PITTSBURGH (93.7 The Fan) – Beyond the ‘refs weren’t ready’ for a Virginia fourth down play, Pitt made their own mistakes. Once again it was a Panthers offense that struggled seemingly with focus, inability to adjust and lack of execution.
The Panthers committed 11 penalties, three on the first series of the game for 75 yards. You could argue a couple of infractions were missed, blown, pick a stronger verb. Here is a link to Pat Narduzzi discussing the officials.
There was also the offensive struggle again. Narduzzi made it a point to not just blame the quarterbacks leading up to the game about the last couple of weeks. But the quarterbacks weren’t good. Eli Holstein was just 10-23 for 121 yards and sacked twice. Nate Yarnell came in after Holstein was injured to play worse, 4-12 for 44 yards with a touchdown and two interceptions and sacked once.
“It starts with coaching,” Narduzzi said. “It starts with our offensive staff, our head coach, me, and we have just got to get better play. It wasn't good enough overall.”

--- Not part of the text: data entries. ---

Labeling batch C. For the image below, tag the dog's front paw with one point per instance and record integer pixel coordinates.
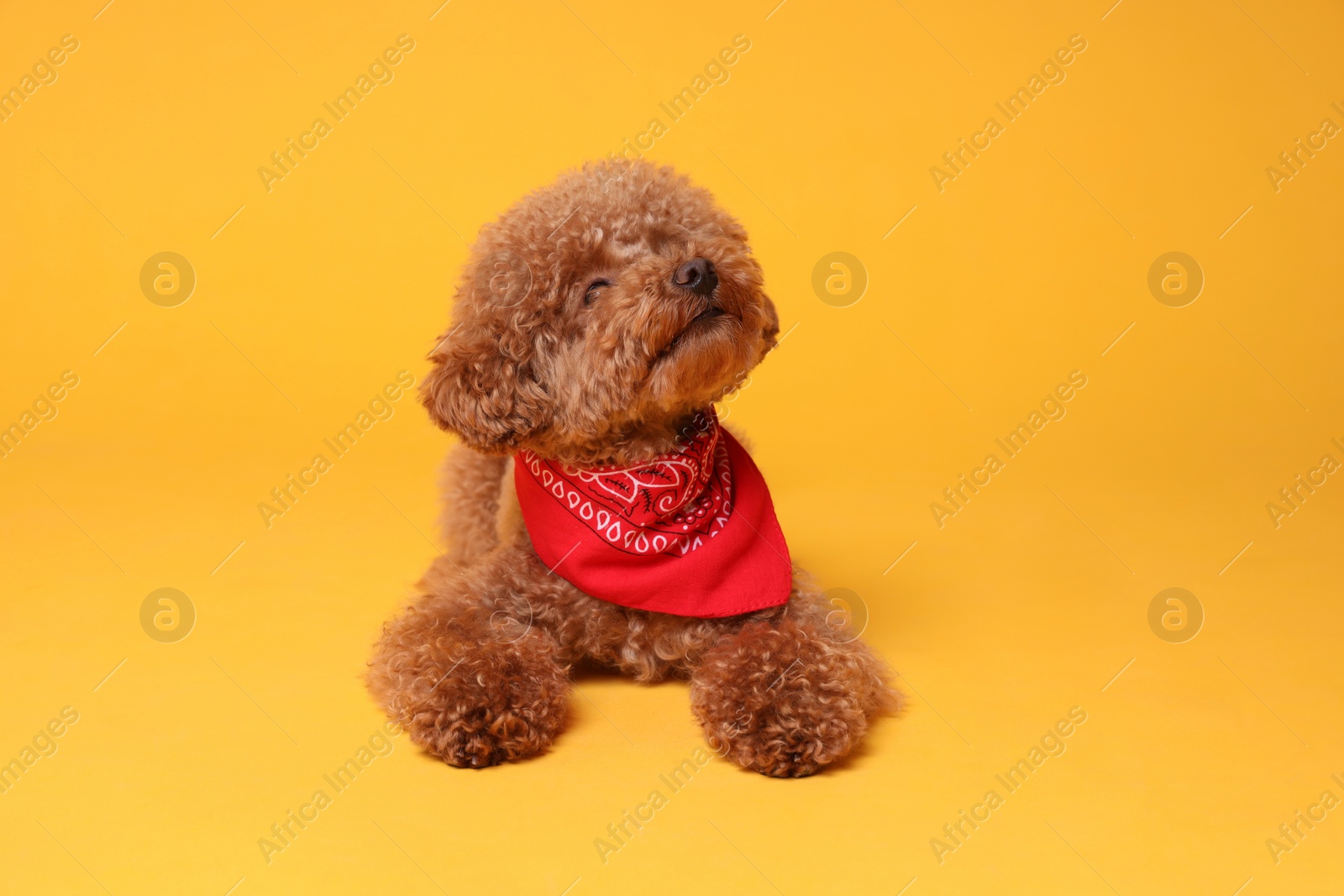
(781, 703)
(472, 698)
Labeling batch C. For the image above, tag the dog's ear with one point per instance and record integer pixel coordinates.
(770, 329)
(481, 391)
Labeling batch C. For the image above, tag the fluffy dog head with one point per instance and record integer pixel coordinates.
(596, 316)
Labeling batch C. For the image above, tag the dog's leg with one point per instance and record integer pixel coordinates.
(467, 672)
(790, 694)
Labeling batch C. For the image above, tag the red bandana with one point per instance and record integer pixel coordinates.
(691, 532)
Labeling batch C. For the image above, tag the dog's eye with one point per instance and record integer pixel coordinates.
(595, 291)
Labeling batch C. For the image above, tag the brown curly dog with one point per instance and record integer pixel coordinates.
(596, 322)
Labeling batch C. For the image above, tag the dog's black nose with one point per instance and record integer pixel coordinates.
(696, 275)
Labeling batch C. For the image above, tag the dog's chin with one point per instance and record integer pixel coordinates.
(710, 352)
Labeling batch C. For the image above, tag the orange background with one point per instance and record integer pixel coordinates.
(1032, 600)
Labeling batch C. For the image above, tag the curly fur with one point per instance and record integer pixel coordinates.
(546, 358)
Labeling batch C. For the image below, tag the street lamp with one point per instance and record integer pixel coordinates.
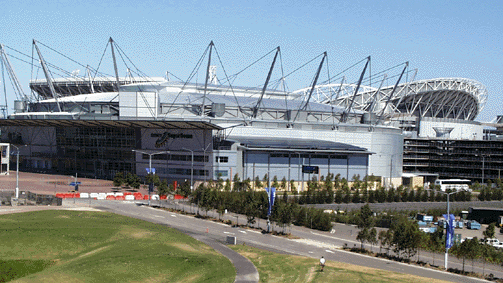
(204, 157)
(150, 164)
(447, 227)
(483, 165)
(191, 168)
(17, 171)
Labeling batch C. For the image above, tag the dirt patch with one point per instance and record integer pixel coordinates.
(93, 252)
(63, 216)
(128, 232)
(310, 275)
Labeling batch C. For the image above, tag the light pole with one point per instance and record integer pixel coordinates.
(150, 164)
(483, 165)
(17, 170)
(447, 227)
(191, 168)
(204, 157)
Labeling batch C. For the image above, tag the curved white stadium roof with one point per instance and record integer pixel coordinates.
(457, 98)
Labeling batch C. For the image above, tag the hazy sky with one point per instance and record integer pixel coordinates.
(439, 38)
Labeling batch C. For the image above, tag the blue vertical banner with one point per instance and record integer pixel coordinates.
(271, 195)
(449, 231)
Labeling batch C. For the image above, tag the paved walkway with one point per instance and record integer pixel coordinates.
(245, 270)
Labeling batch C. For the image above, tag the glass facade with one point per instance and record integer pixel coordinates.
(95, 151)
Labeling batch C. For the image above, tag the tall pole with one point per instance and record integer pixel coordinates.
(17, 170)
(483, 165)
(149, 172)
(17, 175)
(150, 165)
(447, 227)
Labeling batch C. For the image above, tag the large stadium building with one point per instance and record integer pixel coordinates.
(189, 131)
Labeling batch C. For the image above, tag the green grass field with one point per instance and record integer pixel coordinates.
(76, 246)
(275, 267)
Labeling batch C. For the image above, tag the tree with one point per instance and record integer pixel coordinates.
(365, 217)
(292, 186)
(490, 231)
(283, 184)
(436, 242)
(372, 237)
(184, 189)
(118, 179)
(365, 221)
(469, 249)
(363, 236)
(275, 183)
(258, 183)
(227, 186)
(405, 236)
(163, 188)
(338, 196)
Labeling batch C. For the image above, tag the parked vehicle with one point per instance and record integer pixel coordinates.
(454, 185)
(493, 242)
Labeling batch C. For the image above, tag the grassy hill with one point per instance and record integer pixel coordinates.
(76, 246)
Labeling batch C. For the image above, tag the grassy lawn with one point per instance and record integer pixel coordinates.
(275, 267)
(76, 246)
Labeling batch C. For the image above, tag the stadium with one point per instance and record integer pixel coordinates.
(96, 126)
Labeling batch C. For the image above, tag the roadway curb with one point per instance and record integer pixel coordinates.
(246, 272)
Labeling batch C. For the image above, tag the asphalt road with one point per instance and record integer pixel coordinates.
(310, 243)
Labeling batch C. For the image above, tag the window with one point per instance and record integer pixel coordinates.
(222, 159)
(221, 173)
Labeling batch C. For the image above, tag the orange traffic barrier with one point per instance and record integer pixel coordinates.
(180, 197)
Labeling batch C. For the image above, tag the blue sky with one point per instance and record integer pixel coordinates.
(439, 38)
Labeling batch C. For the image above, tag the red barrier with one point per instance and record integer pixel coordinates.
(180, 197)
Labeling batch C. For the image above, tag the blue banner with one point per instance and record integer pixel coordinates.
(449, 230)
(271, 195)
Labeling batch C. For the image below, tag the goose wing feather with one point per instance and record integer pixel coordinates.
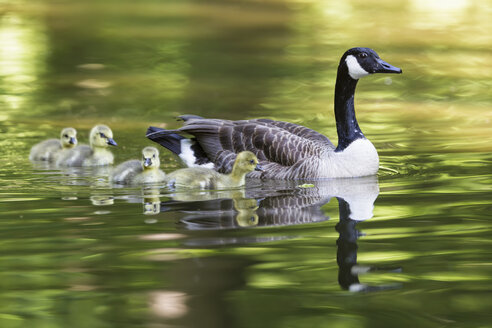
(278, 145)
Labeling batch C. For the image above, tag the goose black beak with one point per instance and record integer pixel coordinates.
(384, 67)
(111, 142)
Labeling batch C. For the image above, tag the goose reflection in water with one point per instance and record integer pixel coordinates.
(284, 203)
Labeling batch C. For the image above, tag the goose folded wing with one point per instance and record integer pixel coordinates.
(271, 141)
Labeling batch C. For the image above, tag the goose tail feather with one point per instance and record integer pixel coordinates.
(166, 138)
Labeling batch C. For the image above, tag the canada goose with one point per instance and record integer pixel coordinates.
(204, 178)
(96, 154)
(48, 150)
(286, 150)
(135, 171)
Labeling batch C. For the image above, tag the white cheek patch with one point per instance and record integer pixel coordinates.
(355, 70)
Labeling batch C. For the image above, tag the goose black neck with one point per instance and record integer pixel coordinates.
(347, 127)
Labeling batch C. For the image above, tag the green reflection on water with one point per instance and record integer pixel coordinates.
(78, 253)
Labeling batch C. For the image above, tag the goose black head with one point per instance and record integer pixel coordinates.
(361, 62)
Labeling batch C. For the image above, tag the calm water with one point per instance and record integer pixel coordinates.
(409, 248)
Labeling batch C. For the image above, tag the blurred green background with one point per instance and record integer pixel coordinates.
(66, 260)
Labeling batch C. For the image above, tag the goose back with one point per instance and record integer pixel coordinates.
(283, 149)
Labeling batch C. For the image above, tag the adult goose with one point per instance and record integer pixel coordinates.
(286, 150)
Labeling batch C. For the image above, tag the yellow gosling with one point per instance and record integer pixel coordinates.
(96, 154)
(48, 150)
(136, 172)
(203, 178)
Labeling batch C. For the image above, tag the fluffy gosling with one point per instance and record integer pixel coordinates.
(48, 150)
(203, 178)
(135, 171)
(96, 154)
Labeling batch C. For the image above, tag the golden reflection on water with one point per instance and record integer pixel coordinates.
(22, 49)
(136, 63)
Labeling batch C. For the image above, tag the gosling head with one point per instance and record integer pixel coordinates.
(101, 136)
(246, 162)
(150, 158)
(361, 62)
(68, 138)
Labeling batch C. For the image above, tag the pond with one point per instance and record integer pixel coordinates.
(409, 247)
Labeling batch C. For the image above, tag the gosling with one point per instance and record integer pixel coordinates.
(203, 178)
(48, 150)
(137, 172)
(96, 154)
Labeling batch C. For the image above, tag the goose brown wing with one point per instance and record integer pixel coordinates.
(272, 141)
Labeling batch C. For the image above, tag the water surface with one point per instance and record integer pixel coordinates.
(410, 247)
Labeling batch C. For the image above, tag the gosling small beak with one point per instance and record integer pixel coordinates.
(384, 67)
(111, 142)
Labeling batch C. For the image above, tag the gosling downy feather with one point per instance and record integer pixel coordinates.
(286, 150)
(48, 150)
(204, 178)
(145, 171)
(96, 154)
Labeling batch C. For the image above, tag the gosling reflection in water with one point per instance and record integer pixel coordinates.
(285, 203)
(151, 201)
(214, 210)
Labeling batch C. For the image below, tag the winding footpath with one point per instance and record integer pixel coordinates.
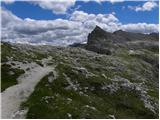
(15, 95)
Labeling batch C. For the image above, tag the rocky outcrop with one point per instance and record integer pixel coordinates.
(104, 42)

Then he said again it’s not just the quarterback, but everyone involved from the coaching, offensive line, run game and receivers just making catches.

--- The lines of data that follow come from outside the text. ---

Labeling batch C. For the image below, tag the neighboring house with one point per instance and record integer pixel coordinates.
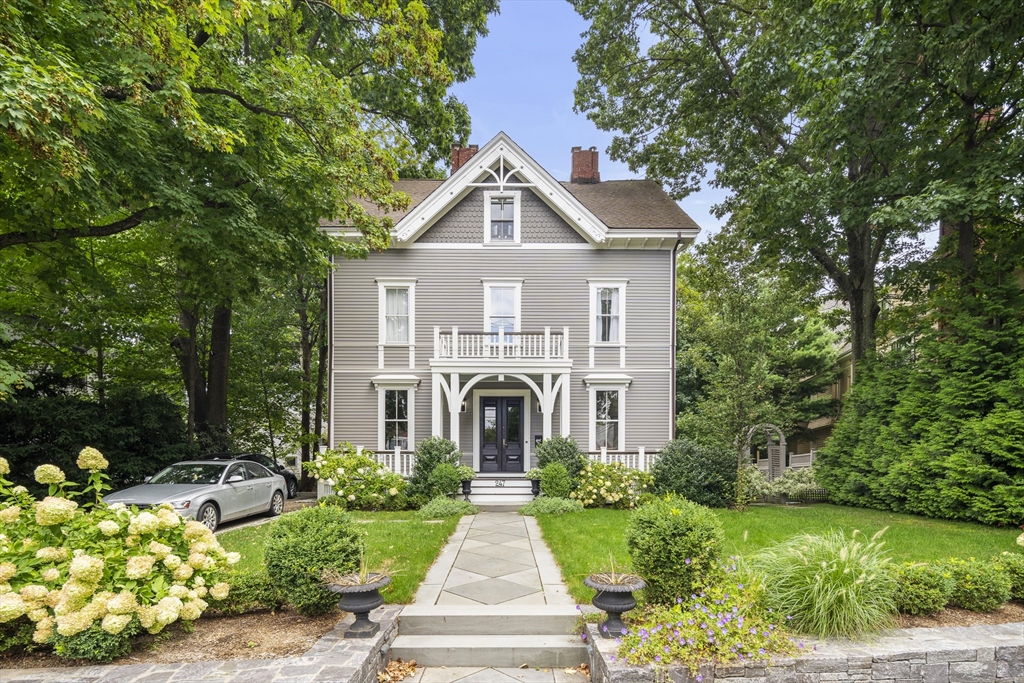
(510, 307)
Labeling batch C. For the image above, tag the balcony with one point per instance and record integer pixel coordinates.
(501, 345)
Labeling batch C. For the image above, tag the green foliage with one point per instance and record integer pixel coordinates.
(441, 507)
(675, 545)
(555, 480)
(547, 505)
(718, 625)
(252, 591)
(922, 588)
(300, 546)
(936, 427)
(1013, 565)
(429, 454)
(611, 483)
(706, 474)
(830, 585)
(561, 450)
(360, 481)
(443, 480)
(980, 587)
(138, 433)
(96, 644)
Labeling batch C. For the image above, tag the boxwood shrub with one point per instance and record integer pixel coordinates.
(301, 546)
(675, 545)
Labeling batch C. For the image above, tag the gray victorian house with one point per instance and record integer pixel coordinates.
(511, 307)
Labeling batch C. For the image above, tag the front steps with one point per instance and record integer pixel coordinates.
(502, 636)
(498, 489)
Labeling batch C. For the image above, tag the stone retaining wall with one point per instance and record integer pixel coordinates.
(974, 654)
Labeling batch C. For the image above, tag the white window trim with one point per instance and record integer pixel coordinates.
(595, 383)
(502, 284)
(516, 218)
(400, 383)
(596, 285)
(383, 285)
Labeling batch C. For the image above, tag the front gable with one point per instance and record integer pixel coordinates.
(500, 166)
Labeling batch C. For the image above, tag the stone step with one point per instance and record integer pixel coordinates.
(505, 651)
(487, 620)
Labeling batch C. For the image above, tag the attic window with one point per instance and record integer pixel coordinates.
(501, 219)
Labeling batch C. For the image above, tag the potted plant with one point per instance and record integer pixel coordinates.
(535, 481)
(614, 596)
(466, 475)
(359, 595)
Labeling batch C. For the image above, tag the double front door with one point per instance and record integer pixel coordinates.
(501, 434)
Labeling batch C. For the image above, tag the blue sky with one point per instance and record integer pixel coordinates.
(523, 85)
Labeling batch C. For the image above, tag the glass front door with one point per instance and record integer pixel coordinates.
(501, 434)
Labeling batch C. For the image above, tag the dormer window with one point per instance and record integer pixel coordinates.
(501, 219)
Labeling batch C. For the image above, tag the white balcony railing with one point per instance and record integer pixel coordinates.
(501, 345)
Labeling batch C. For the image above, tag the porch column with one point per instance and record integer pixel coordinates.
(564, 413)
(547, 404)
(436, 396)
(456, 406)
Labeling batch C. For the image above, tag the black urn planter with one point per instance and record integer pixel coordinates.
(614, 599)
(360, 599)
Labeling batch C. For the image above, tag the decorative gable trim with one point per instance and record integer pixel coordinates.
(491, 168)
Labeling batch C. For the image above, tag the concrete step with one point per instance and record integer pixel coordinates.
(487, 620)
(505, 651)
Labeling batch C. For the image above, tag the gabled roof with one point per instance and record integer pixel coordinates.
(592, 209)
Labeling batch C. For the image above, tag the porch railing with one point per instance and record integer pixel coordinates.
(501, 344)
(640, 460)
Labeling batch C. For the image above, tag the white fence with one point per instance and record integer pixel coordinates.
(641, 460)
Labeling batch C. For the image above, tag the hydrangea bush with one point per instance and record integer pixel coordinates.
(70, 563)
(612, 484)
(365, 483)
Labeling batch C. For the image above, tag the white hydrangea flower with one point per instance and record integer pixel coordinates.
(92, 460)
(86, 568)
(11, 606)
(109, 527)
(51, 511)
(49, 474)
(115, 624)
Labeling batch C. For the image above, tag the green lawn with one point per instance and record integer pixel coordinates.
(411, 544)
(582, 543)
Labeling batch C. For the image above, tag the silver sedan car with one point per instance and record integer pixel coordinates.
(210, 491)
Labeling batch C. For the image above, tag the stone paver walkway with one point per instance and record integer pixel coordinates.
(495, 558)
(483, 675)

“We had way too many dropped passes out there today,” Narduzzi said. “So it's hard to get in rhythm when you're not catching the ball like we had all year. And that's our job to catch balls. It's our job to get them to catch balls. We've got to do a better job in ball drills and catching the ball and making plays.”
Run game was unable to make a consistent difference with the exception for a 34-yard run and a one-yard TD. They ran it 32 times for 127 yards.

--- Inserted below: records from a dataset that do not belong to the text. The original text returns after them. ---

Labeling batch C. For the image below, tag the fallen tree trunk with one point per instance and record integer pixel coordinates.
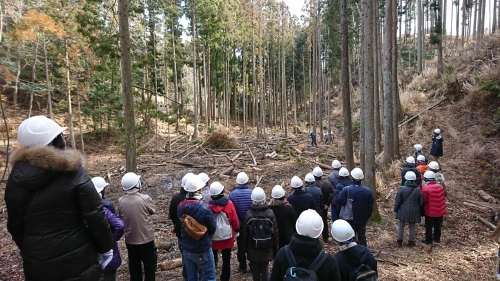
(487, 223)
(170, 264)
(486, 196)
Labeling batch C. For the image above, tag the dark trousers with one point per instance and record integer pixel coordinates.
(226, 263)
(360, 230)
(325, 232)
(145, 254)
(260, 271)
(242, 259)
(431, 223)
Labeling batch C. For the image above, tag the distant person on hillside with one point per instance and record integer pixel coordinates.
(437, 145)
(55, 216)
(313, 138)
(410, 166)
(409, 199)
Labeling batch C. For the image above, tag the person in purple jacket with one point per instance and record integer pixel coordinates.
(117, 230)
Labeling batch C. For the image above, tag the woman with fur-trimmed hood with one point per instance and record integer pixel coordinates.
(55, 216)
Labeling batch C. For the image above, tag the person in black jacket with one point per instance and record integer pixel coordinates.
(305, 247)
(315, 191)
(172, 211)
(55, 216)
(327, 190)
(285, 215)
(351, 255)
(410, 166)
(300, 200)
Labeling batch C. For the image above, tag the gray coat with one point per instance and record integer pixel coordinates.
(409, 210)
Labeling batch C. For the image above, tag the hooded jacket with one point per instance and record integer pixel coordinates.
(301, 201)
(434, 200)
(305, 250)
(242, 199)
(64, 226)
(202, 213)
(362, 204)
(408, 210)
(172, 211)
(317, 195)
(117, 229)
(259, 255)
(286, 217)
(437, 146)
(354, 257)
(226, 206)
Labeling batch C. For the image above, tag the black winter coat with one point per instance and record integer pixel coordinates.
(259, 255)
(408, 168)
(305, 250)
(65, 226)
(285, 217)
(172, 211)
(352, 258)
(301, 201)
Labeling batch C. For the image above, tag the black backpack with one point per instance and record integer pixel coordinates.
(260, 231)
(295, 273)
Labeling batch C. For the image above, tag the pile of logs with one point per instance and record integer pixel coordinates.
(490, 210)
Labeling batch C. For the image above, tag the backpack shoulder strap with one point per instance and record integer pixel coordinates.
(289, 256)
(318, 262)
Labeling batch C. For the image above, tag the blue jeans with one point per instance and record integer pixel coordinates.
(204, 261)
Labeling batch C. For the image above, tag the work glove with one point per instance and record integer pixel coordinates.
(105, 258)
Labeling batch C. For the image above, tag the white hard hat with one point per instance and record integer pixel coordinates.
(421, 158)
(193, 184)
(204, 177)
(258, 194)
(130, 180)
(343, 172)
(99, 184)
(242, 178)
(357, 174)
(309, 224)
(433, 165)
(309, 178)
(429, 175)
(410, 176)
(277, 192)
(342, 231)
(317, 172)
(38, 130)
(296, 182)
(185, 178)
(216, 188)
(410, 160)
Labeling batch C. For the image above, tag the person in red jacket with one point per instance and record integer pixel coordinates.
(434, 208)
(221, 204)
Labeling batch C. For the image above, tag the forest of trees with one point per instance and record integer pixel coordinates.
(246, 61)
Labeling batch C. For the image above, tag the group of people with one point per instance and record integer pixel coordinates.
(422, 193)
(275, 229)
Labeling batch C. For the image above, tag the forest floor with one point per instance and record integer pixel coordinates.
(471, 162)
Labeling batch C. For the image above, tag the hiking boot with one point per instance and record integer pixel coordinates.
(425, 242)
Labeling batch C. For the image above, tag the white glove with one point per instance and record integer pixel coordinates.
(105, 258)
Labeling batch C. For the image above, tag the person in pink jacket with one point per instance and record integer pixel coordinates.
(434, 208)
(220, 240)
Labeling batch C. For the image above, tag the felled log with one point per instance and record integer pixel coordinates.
(486, 196)
(170, 264)
(487, 223)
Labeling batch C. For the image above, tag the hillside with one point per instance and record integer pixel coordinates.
(469, 123)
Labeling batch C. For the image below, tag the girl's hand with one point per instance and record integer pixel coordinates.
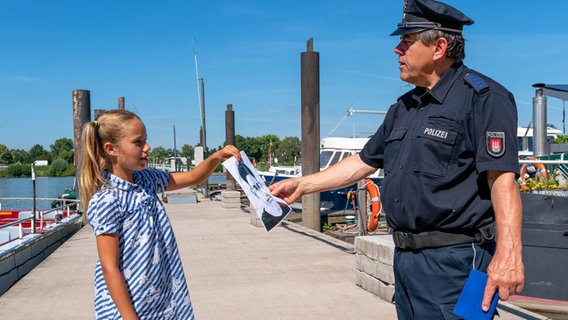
(229, 151)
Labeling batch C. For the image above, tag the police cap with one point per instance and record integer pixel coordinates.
(420, 15)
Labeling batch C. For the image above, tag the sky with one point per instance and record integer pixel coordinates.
(248, 54)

“We know that when we can move the ball we are efficient and everybody does their one of eleven,” said tight end Gavin Bartholomew. “But when we have pre-snap penalties and turnovers, it’s tough to move the ball and tough to score.”
“It’s minimizing those mistakes and protecting the football.”
Narduzzi added you need to give credit to their opponents. SMU and now Virginia have done good jobs defending them.
“And we've got to do a better job creating plays and making plays,” Narduzzi said. “Like I said, I don't know how many, six, seven drops, I don't know. So you can't move the ball, you can't move the sticks if you don't catch it and you don't get to the right guy.
“We'll sit down and reevaluate where we are, what we're doing, how we're doing it, and try to put a better product out there.”
“But it's frustrating, it's frustrating for our offense, coaches; it's frustrating for our offensive players. And again, it takes 11, 11 guys out there that have to make plays.”
No update on Holstein
For the second consecutive home game, Pitt starting quarterback Eli Holstein was knocked out of the game. It happened on a second down play as Holstein rushed for five yards and a first down.
The redshirt freshman slid as he gained the first down, Virginia linebacker Trey McDonald with a helmet-to-helmet hit as Holstein’s head bounced off the turf. McDonald was called for targeting and ejected from the game.
Holstein would go to the injury tent. After being examined there for a few minutes, he would walk to the Pitt locker room and didn’t return.
There was no update on his health other than Narduzzi saying ‘he seemed ok’ in the locker room. The Pitt head coach said its football and was a late hit and didn’t say they should change how he approaches running it going forward.
Holstein left the 41-13 Thursday night win over Syracuse in the fourth quarter after a defender landed on him on the sidelines. He would be able to play in the next game, although Pitt had a few extra days rest before playing SMU.